The promotional language around this show leans hard on heritage. "No Wave icon." "Voice of a generation." "Decades-long legacy." This framing, while accurate, risks turning a living artist into a museum piece. Lunch is sixty-six years old. The interesting thing about seeing her now isn't nostalgia for 1978. It's watching someone who has spent a lifetime refusing to be comfortable continue that refusal in a body and a world that have both changed around her. "The biggest liar on the planet is representing America," she said in a recent interview, "and here's me telling the truth because I have to, and finding different ways of saying it." The political context has shifted since the Reagan era that first fuelled her rage, but the rage itself has only calcified.

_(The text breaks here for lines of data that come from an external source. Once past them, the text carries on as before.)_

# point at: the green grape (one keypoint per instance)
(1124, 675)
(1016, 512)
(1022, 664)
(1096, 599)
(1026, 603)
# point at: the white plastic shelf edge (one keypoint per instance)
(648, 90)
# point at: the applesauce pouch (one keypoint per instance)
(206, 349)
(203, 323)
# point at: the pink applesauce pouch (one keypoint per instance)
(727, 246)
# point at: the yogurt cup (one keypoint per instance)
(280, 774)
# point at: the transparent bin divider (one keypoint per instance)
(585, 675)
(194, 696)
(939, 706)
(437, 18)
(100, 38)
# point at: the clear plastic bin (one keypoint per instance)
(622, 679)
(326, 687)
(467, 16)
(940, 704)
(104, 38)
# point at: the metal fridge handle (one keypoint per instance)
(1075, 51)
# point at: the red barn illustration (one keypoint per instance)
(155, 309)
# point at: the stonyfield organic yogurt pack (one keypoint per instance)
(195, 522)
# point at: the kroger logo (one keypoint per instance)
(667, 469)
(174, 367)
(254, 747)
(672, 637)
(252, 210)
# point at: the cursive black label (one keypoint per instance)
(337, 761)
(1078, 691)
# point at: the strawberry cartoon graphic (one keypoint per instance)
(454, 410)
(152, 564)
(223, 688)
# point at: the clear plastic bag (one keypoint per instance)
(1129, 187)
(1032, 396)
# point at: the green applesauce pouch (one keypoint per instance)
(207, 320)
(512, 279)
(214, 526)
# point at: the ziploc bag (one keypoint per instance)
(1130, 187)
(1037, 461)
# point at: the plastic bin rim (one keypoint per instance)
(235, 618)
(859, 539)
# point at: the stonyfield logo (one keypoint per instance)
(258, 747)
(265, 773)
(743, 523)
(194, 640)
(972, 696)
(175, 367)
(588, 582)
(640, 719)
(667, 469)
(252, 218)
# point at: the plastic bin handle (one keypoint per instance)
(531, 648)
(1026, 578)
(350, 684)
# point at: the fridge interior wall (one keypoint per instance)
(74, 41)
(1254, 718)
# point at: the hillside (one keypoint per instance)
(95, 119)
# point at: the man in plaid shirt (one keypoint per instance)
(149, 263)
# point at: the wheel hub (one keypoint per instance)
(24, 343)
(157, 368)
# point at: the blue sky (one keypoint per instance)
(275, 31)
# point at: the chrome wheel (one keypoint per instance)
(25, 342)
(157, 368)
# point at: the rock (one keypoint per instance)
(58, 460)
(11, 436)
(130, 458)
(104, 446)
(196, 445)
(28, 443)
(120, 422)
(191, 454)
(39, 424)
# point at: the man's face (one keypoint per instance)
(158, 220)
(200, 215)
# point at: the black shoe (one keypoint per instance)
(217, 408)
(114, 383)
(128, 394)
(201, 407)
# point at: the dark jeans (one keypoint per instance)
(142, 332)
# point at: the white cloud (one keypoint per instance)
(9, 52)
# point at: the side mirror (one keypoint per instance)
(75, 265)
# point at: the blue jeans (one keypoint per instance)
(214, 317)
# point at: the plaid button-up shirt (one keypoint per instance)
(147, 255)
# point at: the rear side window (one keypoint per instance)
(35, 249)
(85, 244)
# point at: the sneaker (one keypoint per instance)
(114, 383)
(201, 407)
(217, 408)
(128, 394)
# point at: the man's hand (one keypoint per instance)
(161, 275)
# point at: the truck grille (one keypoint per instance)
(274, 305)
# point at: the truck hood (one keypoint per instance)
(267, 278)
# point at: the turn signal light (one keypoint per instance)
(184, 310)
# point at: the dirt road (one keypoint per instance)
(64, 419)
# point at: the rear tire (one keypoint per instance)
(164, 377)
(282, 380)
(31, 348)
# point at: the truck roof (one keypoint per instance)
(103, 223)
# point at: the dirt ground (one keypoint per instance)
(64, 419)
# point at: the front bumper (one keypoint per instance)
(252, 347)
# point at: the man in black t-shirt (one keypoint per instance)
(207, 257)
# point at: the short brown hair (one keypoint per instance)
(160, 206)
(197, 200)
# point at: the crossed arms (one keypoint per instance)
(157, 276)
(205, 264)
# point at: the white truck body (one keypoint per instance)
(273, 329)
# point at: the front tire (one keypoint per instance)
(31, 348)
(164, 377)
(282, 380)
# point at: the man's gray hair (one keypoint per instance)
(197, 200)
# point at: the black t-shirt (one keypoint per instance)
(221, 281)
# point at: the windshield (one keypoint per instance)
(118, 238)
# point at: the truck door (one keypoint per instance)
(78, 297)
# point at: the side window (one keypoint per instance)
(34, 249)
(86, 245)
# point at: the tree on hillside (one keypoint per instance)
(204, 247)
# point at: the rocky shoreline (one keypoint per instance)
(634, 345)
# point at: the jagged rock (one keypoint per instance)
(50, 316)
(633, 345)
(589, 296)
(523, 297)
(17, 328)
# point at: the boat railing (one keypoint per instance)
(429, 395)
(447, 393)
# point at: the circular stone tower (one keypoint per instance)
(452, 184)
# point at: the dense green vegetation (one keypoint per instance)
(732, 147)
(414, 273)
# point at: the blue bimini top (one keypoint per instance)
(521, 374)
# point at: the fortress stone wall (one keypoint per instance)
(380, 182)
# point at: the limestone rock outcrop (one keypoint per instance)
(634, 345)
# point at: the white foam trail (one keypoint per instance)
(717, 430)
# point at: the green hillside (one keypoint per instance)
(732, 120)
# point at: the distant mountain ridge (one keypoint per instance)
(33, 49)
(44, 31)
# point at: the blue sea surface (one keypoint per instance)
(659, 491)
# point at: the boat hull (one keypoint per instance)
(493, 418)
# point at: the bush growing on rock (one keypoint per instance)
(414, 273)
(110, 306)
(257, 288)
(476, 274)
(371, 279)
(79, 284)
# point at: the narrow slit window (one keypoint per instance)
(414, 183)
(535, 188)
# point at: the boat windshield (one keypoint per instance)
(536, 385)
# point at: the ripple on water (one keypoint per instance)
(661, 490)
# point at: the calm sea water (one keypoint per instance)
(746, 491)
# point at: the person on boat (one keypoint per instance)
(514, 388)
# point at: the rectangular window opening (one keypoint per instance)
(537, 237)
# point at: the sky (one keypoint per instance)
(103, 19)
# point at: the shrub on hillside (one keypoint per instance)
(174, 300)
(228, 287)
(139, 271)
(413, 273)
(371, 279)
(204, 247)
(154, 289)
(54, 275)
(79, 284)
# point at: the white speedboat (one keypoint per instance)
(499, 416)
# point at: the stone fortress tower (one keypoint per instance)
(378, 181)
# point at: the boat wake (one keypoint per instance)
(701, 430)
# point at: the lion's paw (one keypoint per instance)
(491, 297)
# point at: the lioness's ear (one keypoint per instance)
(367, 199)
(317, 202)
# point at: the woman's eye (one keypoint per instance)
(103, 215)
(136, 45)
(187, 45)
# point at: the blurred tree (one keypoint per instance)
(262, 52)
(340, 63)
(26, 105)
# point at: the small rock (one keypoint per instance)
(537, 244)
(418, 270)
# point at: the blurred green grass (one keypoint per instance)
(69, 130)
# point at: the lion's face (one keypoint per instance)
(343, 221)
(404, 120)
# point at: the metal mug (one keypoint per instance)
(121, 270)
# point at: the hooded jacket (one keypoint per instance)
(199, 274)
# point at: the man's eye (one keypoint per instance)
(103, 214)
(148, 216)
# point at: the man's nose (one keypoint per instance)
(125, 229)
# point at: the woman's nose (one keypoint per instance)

That calcification is the real tension of a night like this: does it produce something vital, or something merely familiar? Lunch has always been better at beginnings than at retrospectives. She practically abandoned no wave before it coalesced into a genre. She moved through spoken word, film, noise, blues, collaboration after collaboration, with a restlessness that suggested she'd rather be wrong somewhere new than right somewhere old. Big Sexy Noise, now on their third or fourth reunion cycle, could easily coast on goodwill and the sheer force of Lunch's reputation. But coasting has never really been her mode. If it were, she'd have signed that major-label deal thirty years ago and we wouldn't be having this conversation.
Doors at seven. Show at eight. Twenty-four euros to find out if the oldest anger in the room still draws blood.